La meilleure BD française est belge. Les plus grands chanteurs français sont belges. Même le meilleur rap français, est belge. Et il se pourrait bien que la meilleure fantasy française (ou francophone, donc) soit belge aussi, à en croire l'excellent Manesh de Stefan Platteau, un historien de formation dont ce roman, qui a reçu d'emblée le prix Imaginales 2015, est la première manifestation littéraire. Ce premier volume de la trilogie Les Sentiers des Astres a en effet deux grandes qualités. D'abord, il est très bien écrit, dans un style ni trop sommaire, ni surchargé. Il est d'une lecture agréable et coulante, qui nous immerge dans des ambiances particulières. Ensuite, il est original.
Les Moutons Electriques / J'ai Lu :: 2014 / 2016 :: acheter ce livre
L'intrigue repose sur quelques-uns des standards de la fantasy. Elle nous parle du réveil par des hommes désespérés de puissances anciennes qui les dépassent, et du parcours initiatique d'un jeune garçon pourvu de grands pouvoirs. Passant d'une temporalité à l'autre, le récit rappelle un peu celui du Nom du Vent de Patrick Rothfuss, dont il a parfois les longueurs et l'aspect contemplatif. Comme dans ce jeune classique de la fantasy américaine, un groupe d'hommes en péril intrigués par un homme mystérieux, le dénommé Manesh en l'occurrence, l'écoutent retracer son existence dans les détails.
Cet homme étrange qui se fait appeler "Le Bâtard", nos héros l'ont recueilli dans une de leurs gabarres, alors qu'il dérivait sur un fleuve accroché à une branche, en piteux état, et qu'eux-mêmes remontaient son cours en quête d'un oracle, le Roi-Diseur. A mesure qu'elles s'emmêlent, on découvre que les deux histoires, d'un côté la quête de nos nouveaux argonautes, de l'autre le périple de Manesh, fils d'une créature extraordinaire appelée le Semeur de Feu, sont liés. Qu'elles se rapportent l'une comme l'autre aux enjeux d'une guerre civile qui se déroule plus au Sud, dans l'Héritage, leur pays commun.

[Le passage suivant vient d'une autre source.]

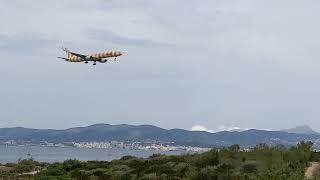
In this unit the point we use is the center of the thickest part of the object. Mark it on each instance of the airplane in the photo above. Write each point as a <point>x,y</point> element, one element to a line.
<point>97,57</point>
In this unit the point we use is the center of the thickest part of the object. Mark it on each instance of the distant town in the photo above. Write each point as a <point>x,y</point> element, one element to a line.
<point>157,146</point>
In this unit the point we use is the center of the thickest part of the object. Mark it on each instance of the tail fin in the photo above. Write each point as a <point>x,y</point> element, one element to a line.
<point>67,52</point>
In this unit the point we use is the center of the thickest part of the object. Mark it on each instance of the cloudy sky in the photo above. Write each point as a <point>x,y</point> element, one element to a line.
<point>209,64</point>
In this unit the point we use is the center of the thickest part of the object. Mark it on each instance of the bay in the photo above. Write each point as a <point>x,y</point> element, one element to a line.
<point>11,154</point>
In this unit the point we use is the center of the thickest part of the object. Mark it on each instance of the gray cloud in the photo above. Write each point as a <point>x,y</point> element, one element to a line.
<point>110,37</point>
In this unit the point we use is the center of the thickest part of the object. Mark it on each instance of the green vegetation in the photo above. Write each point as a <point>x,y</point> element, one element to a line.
<point>262,162</point>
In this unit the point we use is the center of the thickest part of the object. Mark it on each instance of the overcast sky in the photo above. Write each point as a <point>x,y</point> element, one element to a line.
<point>214,64</point>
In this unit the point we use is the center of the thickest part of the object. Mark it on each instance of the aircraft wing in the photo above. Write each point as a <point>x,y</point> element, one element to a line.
<point>63,58</point>
<point>78,55</point>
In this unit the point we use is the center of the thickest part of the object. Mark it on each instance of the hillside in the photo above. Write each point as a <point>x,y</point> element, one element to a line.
<point>143,133</point>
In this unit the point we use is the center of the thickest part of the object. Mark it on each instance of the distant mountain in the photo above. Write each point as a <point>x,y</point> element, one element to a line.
<point>147,133</point>
<point>301,130</point>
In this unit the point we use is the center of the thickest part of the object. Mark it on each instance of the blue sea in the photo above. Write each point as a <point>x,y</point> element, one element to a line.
<point>58,154</point>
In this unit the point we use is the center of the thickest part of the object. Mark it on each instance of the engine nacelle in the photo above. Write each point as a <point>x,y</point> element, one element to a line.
<point>88,57</point>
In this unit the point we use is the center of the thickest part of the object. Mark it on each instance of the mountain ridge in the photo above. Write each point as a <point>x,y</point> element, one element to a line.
<point>144,133</point>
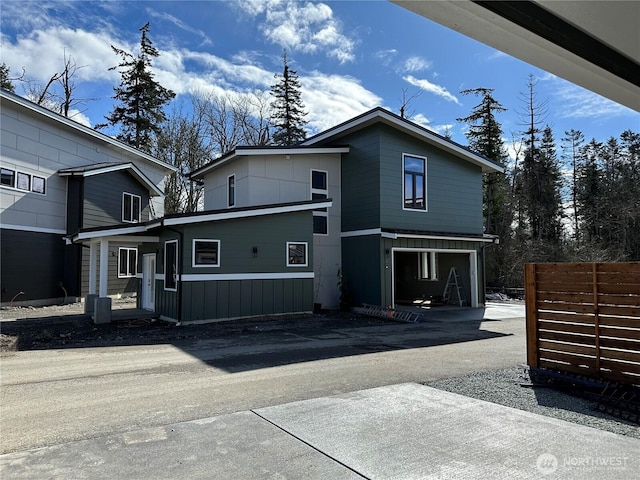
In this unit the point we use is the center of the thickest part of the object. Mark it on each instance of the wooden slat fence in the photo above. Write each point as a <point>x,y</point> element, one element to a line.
<point>584,318</point>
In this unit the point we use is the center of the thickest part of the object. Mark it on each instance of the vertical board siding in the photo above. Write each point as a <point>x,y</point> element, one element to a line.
<point>584,318</point>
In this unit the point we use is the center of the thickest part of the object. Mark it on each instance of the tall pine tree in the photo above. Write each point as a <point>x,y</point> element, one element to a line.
<point>288,110</point>
<point>485,137</point>
<point>141,99</point>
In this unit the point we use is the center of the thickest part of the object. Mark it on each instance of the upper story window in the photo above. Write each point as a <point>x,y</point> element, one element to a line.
<point>206,253</point>
<point>22,181</point>
<point>231,190</point>
<point>131,207</point>
<point>127,262</point>
<point>414,182</point>
<point>297,254</point>
<point>320,191</point>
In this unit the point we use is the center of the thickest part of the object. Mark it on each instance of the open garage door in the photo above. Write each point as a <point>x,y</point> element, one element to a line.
<point>420,276</point>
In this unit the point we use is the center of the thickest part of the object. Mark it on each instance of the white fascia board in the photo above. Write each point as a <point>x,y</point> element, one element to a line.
<point>246,152</point>
<point>245,213</point>
<point>83,129</point>
<point>445,237</point>
<point>115,168</point>
<point>414,130</point>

L'histoire en tant que telle pourrait être banale, si elle ne s'inscrivait pas dans un cadre inédit. Amateur de diverses mythologies, hindoues, celtes, ou autre, Stefan Platteau les mélange pour développer un univers unique. L'action s'articule ainsi autour de grands fleuves sacrés qui rappellent ceux de l'Inde, mais celui qu'ils remontent, au lieu de cheminer dans des paysages ensoleillés, parcourt une forêt boréale crépusculaire. Ce monde, comme l'indique le titre de la trilogie, est lui-même présidé par ses astres. Ses espèces antiques, mystérieux Solaires et Lunaires, émanant des deux principaux. Quant à Manesh et à son extraordinaire père, ils sont poursuivis par un ennemi vindicatif, qui prend la forme originale d'un pâtre poussant devant lui un répugnant troupeau de cochons dévastateurs et dévoreurs.
Le plus remarquable est que Platteau réalise une synthèse aboutie entre l'ultra-réalisme de la fantasy moderne et son prisme mythologique. Comme chez beaucoup de ses contemporains, la violence, le sexe et la crasse sont présents dans son récit. Ils ne sont pas occultés. Mais ils ne sont jamais évoqués gratuitement, avec la complaisance et la jouissance malsaine d'autres auteurs. Comme attendu dans la meilleure fantasy contemporaine, les personnages sont ambigus. Le narrateur s'écarte de tout manichéisme, il ne prend parti pour aucun des deux camps qu'il nous présente (en tout cas les deux camps humains), ceux qui s'affrontent dans la guerre civile qui est la raison pour laquelle, et Manesh, et ses sauveteurs, se retrouvent dans la forêt Vyanthryr. Mais le point de vue n'est jamais sardonique, ni désabusé. Vu de l'intérieur, chaque faction est sympathique, ses intentions sont nobles et légitimes. Le cynisme adolescent par lequel la fantasy cherche parfois à signifier qu'elle a abandonné le monde de l'enfance, est absent de ce livre.
Stefan Platteau est unique, en tout cas dans le monde francophone (on le sait influencé par l'Anglais Robert Holdstock, qui s'est lui-même nourri de sources mythologiques). Sa fantasy évite deux écueils du genre, bons sentiments d'un côté, cynisme exacerbé de l'autre, pour se concentrer sur l'écriture, sur les personnages, sur l'univers, sur l'ambiance. Il le fait au frais de l'action, parfois, mais il se rattrape avec la traque qui conclut de façon crispante ce livre à placer sans hésiter parmi les jalons de la fantasy d'expression française.